Baselines vs proposed

  • Cosine similarity (MPNet): validity Cohen's d ≈ 2.0 (real vs random), discriminative power |d| < 0.1 versus best BERTScore precision raw inter-model |d| = 0.63 but length-residualized collapses to 0.09
  • BERTScore precision raw: validity d ≈ 0.8, discriminative power |d| up to 0.63; after length control: validity weaker, discrimination collapses to |d| = 0.09
  • BLEU-1 max aggregation across refs: real model scores cluster 21.09%–22.63%, random baseline 16.56%, inter-model Cohen’s d negligible (<0.14); no strong model ranking
  • MoverScore has moderate discriminative power |d| ≤ 0.37 and validity gap ≈ 5–6 points but less than cosine similarity validity; length residualization leaves discrimination intact.
  • LLM judges produce validity effect sizes d = 2.0–3.5 but separate models weakly; one judge shows low but notable correlation (ρ≈0.19) between relevancy and answer length.

Figures from the paper

Figures are reproduced from the source paper for academic discussion. Original copyright: the paper authors. See arXiv:2606.19218.

Fig 1

Fig 1: Overview of the RECOM evaluation pipeline: (i) extract Reddit questions and their depth-1 community

Fig 3

Fig 3: Cohen’s d for the real-vs-random difference,

Limitations

  • LLM-as-judge validation performed on only 1,000 posts, not full dataset; no human rater calibration reported yet.
  • RECOM dataset limited to English r/AskReddit, biased towards high-engagement posts and opinion-driven questions; findings may not generalize to factual QA or other domains.
  • Evaluated models are all 7–10B parameter open-source LLMs with 4-bit quantization; wider quality range or non-quantized models might yield different effects.
  • Single prompting strategy and decoding parameters used; alternative prompts or retrieval augmentation may influence results.
  • Multi-reference evaluation with heterogeneous community replies mixes diverse styles and intentions, complicating aggregation and interpretation.
  • Discriminative power axis largely confounded by response length for many metrics; disentangling genuine signal requires more diverse model quality levels.
  • Validity axis shows separation of real vs random, but does not guarantee correlation with true answer quality or human preferences.

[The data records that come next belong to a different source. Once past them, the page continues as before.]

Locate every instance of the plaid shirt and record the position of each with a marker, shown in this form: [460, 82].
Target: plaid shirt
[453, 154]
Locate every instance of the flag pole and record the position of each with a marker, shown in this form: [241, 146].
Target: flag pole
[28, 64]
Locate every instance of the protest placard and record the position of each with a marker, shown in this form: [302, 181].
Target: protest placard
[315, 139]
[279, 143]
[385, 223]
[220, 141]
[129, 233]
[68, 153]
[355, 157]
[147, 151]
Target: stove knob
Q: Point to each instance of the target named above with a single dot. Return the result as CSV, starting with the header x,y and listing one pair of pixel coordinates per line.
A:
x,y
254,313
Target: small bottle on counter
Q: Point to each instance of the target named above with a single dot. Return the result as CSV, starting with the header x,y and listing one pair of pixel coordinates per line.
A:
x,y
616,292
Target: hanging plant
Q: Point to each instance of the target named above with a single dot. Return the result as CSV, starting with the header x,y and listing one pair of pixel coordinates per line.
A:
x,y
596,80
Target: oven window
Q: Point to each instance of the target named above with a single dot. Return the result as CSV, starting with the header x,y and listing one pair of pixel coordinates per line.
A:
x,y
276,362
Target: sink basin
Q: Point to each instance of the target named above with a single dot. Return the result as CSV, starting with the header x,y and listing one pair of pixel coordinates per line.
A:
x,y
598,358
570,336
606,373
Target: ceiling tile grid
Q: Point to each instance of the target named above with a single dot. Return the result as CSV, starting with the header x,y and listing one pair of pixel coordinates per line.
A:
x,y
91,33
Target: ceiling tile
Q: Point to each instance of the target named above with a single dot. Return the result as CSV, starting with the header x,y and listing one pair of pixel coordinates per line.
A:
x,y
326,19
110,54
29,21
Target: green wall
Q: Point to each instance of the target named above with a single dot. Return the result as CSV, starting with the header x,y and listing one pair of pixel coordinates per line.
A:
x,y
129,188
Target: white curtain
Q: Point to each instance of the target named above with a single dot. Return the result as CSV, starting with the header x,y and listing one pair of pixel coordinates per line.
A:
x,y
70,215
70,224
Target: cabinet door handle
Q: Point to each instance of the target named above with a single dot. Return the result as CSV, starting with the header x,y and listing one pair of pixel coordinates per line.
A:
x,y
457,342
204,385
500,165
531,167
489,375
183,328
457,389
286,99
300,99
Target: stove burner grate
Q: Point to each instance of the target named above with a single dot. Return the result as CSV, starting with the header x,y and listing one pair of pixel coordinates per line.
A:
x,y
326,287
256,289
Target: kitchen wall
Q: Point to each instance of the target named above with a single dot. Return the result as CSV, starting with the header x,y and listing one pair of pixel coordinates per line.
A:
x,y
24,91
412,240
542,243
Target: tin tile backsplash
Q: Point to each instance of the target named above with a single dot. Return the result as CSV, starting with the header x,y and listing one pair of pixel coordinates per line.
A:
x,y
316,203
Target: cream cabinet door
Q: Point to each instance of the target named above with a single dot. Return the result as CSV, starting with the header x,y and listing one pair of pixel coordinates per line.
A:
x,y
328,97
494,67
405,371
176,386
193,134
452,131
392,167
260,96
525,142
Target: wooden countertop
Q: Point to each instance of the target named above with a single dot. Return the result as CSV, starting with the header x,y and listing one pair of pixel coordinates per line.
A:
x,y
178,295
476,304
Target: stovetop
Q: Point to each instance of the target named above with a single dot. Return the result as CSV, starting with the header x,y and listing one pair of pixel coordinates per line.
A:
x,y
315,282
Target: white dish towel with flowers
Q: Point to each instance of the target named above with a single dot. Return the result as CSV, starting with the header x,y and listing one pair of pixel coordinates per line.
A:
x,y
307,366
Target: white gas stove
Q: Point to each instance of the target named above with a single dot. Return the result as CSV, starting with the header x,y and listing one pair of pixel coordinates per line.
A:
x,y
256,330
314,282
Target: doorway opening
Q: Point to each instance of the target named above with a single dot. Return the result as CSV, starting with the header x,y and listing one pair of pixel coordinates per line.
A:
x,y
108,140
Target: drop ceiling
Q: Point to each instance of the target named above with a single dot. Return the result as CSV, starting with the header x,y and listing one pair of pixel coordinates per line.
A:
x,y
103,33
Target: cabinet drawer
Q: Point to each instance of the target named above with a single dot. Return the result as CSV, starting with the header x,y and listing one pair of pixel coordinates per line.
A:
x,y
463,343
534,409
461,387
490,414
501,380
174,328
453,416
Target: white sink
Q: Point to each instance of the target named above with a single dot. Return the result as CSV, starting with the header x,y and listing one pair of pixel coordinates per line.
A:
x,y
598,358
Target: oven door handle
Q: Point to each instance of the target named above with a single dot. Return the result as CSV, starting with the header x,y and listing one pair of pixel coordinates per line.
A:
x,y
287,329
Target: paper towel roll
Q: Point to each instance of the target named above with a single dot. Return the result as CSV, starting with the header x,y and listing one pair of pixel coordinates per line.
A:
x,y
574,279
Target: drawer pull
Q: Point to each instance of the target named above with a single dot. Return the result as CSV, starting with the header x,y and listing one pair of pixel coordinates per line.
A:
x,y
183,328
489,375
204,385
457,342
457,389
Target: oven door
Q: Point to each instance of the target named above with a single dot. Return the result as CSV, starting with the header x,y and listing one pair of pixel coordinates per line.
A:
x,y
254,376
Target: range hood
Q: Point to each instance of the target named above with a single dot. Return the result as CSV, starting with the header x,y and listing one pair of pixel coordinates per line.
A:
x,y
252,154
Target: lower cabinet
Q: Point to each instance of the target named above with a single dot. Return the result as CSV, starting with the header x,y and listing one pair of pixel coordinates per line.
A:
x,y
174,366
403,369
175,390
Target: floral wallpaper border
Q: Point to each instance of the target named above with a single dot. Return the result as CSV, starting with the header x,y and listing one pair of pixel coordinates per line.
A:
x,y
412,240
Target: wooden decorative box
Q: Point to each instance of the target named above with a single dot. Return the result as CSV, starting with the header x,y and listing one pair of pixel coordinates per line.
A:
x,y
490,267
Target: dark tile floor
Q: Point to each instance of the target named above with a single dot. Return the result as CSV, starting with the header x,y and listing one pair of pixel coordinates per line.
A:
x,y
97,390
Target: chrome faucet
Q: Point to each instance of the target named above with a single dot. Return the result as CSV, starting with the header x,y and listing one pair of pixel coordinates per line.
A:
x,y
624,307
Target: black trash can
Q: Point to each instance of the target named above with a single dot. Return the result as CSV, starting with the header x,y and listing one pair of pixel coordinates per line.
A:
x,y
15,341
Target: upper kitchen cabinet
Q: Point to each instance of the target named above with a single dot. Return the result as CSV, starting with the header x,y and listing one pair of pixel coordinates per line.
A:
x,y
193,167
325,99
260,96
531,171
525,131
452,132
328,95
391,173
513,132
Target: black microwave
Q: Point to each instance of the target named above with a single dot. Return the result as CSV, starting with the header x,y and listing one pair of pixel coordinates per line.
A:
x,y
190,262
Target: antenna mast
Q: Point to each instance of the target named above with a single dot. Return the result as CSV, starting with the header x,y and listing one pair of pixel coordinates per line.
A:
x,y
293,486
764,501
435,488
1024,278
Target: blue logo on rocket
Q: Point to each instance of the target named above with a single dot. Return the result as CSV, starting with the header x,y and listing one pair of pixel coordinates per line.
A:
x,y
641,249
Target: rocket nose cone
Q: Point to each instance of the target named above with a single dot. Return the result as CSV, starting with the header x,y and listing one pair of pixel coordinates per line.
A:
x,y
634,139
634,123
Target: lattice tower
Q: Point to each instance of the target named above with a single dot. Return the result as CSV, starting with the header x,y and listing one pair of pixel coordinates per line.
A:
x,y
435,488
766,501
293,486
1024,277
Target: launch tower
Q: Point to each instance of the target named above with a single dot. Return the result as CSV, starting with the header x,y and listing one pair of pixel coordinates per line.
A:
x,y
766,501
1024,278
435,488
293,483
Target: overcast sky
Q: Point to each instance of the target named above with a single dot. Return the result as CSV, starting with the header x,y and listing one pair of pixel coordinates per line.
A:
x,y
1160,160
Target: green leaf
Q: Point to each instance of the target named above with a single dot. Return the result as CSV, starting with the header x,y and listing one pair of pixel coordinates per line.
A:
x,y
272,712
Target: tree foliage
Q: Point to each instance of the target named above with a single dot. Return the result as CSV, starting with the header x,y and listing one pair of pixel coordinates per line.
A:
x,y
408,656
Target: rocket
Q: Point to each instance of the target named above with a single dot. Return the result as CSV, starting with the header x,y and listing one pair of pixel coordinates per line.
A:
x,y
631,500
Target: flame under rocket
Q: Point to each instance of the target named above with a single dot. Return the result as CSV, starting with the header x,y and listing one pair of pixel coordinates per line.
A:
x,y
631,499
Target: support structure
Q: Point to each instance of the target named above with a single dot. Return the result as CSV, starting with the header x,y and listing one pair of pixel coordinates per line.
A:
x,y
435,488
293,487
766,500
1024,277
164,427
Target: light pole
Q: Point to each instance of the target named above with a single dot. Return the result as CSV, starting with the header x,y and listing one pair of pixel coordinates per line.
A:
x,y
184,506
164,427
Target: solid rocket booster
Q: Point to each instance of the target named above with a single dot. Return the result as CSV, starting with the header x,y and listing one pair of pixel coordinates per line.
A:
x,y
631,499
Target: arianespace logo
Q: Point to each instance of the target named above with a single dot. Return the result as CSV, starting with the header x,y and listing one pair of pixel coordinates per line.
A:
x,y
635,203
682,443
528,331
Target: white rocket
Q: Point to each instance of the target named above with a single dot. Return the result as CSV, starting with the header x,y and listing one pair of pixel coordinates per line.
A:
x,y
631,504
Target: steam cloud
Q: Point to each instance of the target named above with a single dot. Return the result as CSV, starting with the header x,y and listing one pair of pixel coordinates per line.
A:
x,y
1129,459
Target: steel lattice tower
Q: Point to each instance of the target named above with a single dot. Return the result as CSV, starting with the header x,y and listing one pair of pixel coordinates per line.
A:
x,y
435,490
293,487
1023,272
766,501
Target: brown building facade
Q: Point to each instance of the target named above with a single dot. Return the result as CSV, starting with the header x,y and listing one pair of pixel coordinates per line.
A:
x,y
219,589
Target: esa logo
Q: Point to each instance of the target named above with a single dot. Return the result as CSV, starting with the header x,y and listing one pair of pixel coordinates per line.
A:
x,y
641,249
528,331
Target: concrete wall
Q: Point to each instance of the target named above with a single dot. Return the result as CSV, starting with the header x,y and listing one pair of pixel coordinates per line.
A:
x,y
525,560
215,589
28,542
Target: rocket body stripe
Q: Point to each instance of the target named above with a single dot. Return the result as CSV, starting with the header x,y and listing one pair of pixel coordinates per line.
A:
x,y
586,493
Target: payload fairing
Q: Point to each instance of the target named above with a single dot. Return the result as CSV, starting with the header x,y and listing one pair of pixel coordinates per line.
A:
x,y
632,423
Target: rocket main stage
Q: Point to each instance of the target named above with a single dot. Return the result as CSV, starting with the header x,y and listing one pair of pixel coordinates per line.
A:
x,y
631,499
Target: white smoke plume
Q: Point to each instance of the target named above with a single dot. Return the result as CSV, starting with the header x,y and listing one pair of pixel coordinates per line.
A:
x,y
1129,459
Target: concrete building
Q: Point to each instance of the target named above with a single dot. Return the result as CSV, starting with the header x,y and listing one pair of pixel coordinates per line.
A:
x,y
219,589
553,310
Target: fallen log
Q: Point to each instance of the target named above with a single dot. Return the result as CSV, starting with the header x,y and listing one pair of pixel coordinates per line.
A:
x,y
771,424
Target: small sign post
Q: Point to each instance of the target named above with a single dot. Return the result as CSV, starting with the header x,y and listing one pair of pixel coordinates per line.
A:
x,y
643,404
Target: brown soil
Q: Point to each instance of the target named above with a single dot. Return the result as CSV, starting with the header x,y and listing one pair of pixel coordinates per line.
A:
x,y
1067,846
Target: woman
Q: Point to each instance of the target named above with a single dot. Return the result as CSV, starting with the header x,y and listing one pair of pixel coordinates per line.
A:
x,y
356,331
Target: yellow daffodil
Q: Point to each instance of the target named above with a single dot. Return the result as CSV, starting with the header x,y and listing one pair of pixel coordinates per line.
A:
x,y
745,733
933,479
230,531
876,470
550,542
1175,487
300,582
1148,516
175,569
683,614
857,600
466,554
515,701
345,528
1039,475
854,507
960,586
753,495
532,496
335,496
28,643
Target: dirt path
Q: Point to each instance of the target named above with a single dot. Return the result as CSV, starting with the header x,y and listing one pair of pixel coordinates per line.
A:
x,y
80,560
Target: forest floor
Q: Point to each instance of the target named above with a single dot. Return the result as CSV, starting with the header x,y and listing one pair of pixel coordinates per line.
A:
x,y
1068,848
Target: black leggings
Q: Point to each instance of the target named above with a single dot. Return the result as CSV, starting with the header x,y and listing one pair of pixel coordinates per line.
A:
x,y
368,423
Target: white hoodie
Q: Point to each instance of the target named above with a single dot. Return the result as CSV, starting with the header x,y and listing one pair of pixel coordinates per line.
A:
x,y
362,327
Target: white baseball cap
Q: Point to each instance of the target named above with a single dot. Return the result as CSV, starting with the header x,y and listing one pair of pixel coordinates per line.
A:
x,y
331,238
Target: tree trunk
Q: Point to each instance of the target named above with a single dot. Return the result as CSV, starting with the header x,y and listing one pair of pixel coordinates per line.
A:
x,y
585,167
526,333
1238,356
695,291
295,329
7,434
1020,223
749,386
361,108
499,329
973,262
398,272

Open questions / follow-ons

  • Does the validity–discrimination tradeoff extend to other open-ended generation tasks such as dialogue, summarization, or long-form QA beyond short opinion QA?
  • Can alternative representation learning or metric designs break or mitigate the tradeoff by preserving between-system variance without sacrificing real-vs-random separation?
  • How do human raters and calibrated assessments of true answer quality correlate with these automatic metrics’ validity and discrimination axes?
  • Would broader LLM model quality ranges or retrieval-augmented prompting regimes produce larger inter-model effect sizes and clarify metric discriminative power?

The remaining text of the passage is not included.